Excerpt from Public Utility Rates: A Discussion of the Principles and Practice Underlying Charges for Water, Gas, Electricity, Communication and Transportation Services
The collection and formulation of these notes have been under way about eight years. Before utility questions had attained their present popularity, the author felt (in following the discussion of public-service questions at engineering conventions and from the varied acquaintance of an engineering editor) that a comprehensive discussion of (1) such corporation and municipal activities as affect service and rates, (2) the trend of public opinion and court and commission decisions, and (3) the most important engineering and economic problems involved, would be useful to many who have to deal first-hand with one phase or another of public service. Very many men who have seemed to be interested in all phases of these problems have not had the time or opportunity to study the conflicting and reiterative ideas of the scattered documents, pamphlets, and papers which very largely form the literature of the subject. There has seemed to be a desire among public utility officials to throw off the blinders of daily duties, and to study what some are pleased to call "the academic questions" of their business. The writer hopes to make that possible here.

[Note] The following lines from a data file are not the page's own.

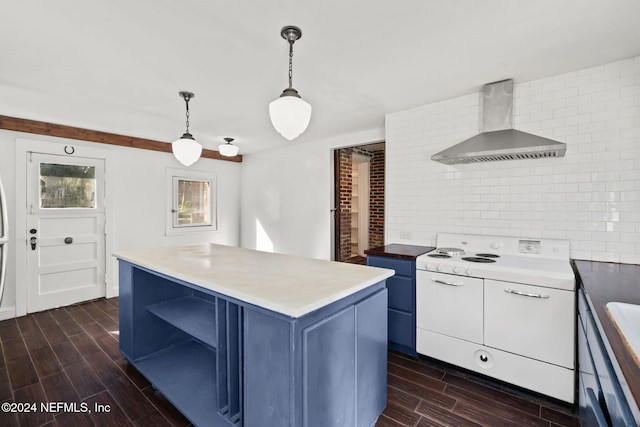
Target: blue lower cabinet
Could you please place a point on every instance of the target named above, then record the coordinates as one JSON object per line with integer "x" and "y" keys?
{"x": 224, "y": 362}
{"x": 402, "y": 302}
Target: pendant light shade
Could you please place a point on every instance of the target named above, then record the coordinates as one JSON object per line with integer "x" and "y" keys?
{"x": 228, "y": 149}
{"x": 290, "y": 114}
{"x": 186, "y": 149}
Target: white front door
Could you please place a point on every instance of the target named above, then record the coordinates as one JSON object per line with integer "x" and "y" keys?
{"x": 65, "y": 230}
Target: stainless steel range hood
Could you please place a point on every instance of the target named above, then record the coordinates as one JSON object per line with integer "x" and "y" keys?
{"x": 498, "y": 140}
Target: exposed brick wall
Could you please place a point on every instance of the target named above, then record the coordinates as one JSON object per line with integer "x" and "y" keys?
{"x": 376, "y": 198}
{"x": 346, "y": 187}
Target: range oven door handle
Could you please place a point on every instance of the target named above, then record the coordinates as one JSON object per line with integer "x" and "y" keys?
{"x": 526, "y": 294}
{"x": 444, "y": 282}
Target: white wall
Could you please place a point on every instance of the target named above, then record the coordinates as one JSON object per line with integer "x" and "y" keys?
{"x": 137, "y": 200}
{"x": 287, "y": 196}
{"x": 590, "y": 197}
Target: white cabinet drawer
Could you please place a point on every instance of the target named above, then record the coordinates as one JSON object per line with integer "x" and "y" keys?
{"x": 449, "y": 305}
{"x": 532, "y": 321}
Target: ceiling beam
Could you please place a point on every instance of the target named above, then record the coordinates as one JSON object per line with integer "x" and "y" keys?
{"x": 62, "y": 131}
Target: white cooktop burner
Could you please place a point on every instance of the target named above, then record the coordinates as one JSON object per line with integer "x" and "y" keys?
{"x": 541, "y": 262}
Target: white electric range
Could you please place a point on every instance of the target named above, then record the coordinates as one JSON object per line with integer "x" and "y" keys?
{"x": 501, "y": 306}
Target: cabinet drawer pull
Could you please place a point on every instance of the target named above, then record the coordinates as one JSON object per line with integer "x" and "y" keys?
{"x": 443, "y": 282}
{"x": 525, "y": 294}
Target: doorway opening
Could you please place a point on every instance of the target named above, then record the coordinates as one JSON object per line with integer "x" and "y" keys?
{"x": 358, "y": 200}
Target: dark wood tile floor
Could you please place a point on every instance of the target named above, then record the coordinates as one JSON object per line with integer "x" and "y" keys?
{"x": 69, "y": 356}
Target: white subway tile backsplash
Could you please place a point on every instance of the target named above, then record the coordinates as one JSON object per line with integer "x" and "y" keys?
{"x": 591, "y": 196}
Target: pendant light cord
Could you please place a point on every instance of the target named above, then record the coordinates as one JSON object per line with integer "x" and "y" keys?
{"x": 290, "y": 63}
{"x": 186, "y": 100}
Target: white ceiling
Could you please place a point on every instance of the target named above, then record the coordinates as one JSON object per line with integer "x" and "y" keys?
{"x": 118, "y": 65}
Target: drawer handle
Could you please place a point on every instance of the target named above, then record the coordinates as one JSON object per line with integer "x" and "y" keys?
{"x": 526, "y": 294}
{"x": 443, "y": 282}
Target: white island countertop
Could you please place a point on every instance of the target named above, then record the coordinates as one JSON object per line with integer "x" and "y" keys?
{"x": 290, "y": 285}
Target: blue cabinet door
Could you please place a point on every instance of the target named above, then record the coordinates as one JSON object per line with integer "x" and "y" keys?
{"x": 402, "y": 302}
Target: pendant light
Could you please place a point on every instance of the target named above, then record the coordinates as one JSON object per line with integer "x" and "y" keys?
{"x": 228, "y": 149}
{"x": 186, "y": 149}
{"x": 290, "y": 114}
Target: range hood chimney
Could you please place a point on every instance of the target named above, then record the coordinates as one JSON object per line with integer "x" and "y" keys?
{"x": 498, "y": 140}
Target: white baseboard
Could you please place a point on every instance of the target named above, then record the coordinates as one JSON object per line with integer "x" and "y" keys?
{"x": 7, "y": 313}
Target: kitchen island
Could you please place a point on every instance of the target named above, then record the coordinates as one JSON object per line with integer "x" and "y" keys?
{"x": 233, "y": 336}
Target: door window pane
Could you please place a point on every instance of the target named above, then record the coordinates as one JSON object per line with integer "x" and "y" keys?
{"x": 67, "y": 186}
{"x": 193, "y": 200}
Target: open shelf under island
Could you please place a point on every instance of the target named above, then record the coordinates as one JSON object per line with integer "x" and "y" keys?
{"x": 233, "y": 336}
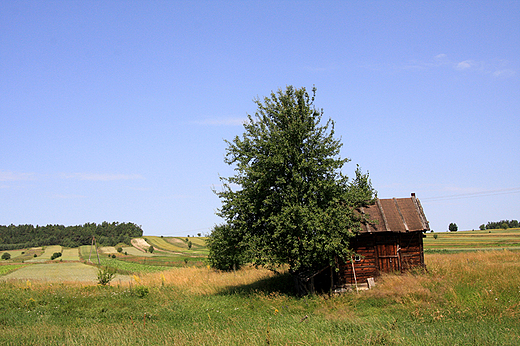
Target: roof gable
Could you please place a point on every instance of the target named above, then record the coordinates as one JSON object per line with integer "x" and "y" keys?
{"x": 395, "y": 215}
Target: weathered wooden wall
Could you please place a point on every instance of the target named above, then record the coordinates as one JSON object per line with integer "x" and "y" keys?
{"x": 381, "y": 253}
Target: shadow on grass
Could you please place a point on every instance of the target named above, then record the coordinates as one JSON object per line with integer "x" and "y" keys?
{"x": 281, "y": 283}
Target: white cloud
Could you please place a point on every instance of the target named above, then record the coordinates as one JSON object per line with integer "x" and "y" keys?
{"x": 504, "y": 73}
{"x": 466, "y": 64}
{"x": 69, "y": 196}
{"x": 102, "y": 177}
{"x": 14, "y": 176}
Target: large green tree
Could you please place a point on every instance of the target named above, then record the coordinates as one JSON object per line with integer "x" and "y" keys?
{"x": 289, "y": 202}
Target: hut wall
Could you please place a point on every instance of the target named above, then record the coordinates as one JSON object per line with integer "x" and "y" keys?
{"x": 411, "y": 251}
{"x": 366, "y": 265}
{"x": 381, "y": 252}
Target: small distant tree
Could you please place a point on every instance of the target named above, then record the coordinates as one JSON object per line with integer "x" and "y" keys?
{"x": 227, "y": 249}
{"x": 105, "y": 275}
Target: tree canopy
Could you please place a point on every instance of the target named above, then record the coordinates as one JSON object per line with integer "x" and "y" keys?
{"x": 289, "y": 202}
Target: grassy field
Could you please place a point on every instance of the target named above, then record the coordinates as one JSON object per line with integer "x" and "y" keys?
{"x": 180, "y": 245}
{"x": 473, "y": 240}
{"x": 464, "y": 299}
{"x": 66, "y": 272}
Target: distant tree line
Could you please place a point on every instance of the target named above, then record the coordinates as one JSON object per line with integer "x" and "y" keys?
{"x": 107, "y": 234}
{"x": 505, "y": 224}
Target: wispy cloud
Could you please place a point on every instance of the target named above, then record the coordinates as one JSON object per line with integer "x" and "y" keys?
{"x": 222, "y": 121}
{"x": 102, "y": 176}
{"x": 498, "y": 69}
{"x": 16, "y": 176}
{"x": 72, "y": 196}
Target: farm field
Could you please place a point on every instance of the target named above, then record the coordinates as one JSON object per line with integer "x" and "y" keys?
{"x": 468, "y": 298}
{"x": 58, "y": 273}
{"x": 473, "y": 240}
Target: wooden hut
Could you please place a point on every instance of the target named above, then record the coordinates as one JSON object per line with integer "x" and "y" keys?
{"x": 391, "y": 242}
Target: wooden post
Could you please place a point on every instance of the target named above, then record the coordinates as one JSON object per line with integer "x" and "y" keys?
{"x": 354, "y": 271}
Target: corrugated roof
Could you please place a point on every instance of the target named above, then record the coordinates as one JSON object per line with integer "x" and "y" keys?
{"x": 395, "y": 215}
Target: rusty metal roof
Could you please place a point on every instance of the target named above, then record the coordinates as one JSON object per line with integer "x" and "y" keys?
{"x": 395, "y": 215}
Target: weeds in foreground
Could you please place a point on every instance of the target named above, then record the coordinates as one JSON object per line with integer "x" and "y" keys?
{"x": 463, "y": 299}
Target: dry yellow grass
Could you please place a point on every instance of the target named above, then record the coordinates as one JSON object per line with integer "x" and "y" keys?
{"x": 203, "y": 281}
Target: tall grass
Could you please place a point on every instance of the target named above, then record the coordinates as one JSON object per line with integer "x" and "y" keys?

It has seemed, as the notes have grown in these years, that if the main lines of some broad survey of the rate problem could be given, free from the mass of obscuring detail which necessarily marks individual cases, then the contemplated review would be of some service to lawyers and legislators, to editorial writers of the daily press, to students of municipal affairs and even to some part of the general public. For this varied service, although the inherent nature of these studies demands essentially an engineering and economic analysis, an attempt has been made to keep the pages understandable to men not technically trained. Partly for such readers are the brief reviews of history and technology of railroads, electric railways, water-works, and gas, electricity and telephone utilities, given in the chapters on special problems. But even the technical reader of these pages must give heed to the history and technology of any utility whose rates he studies.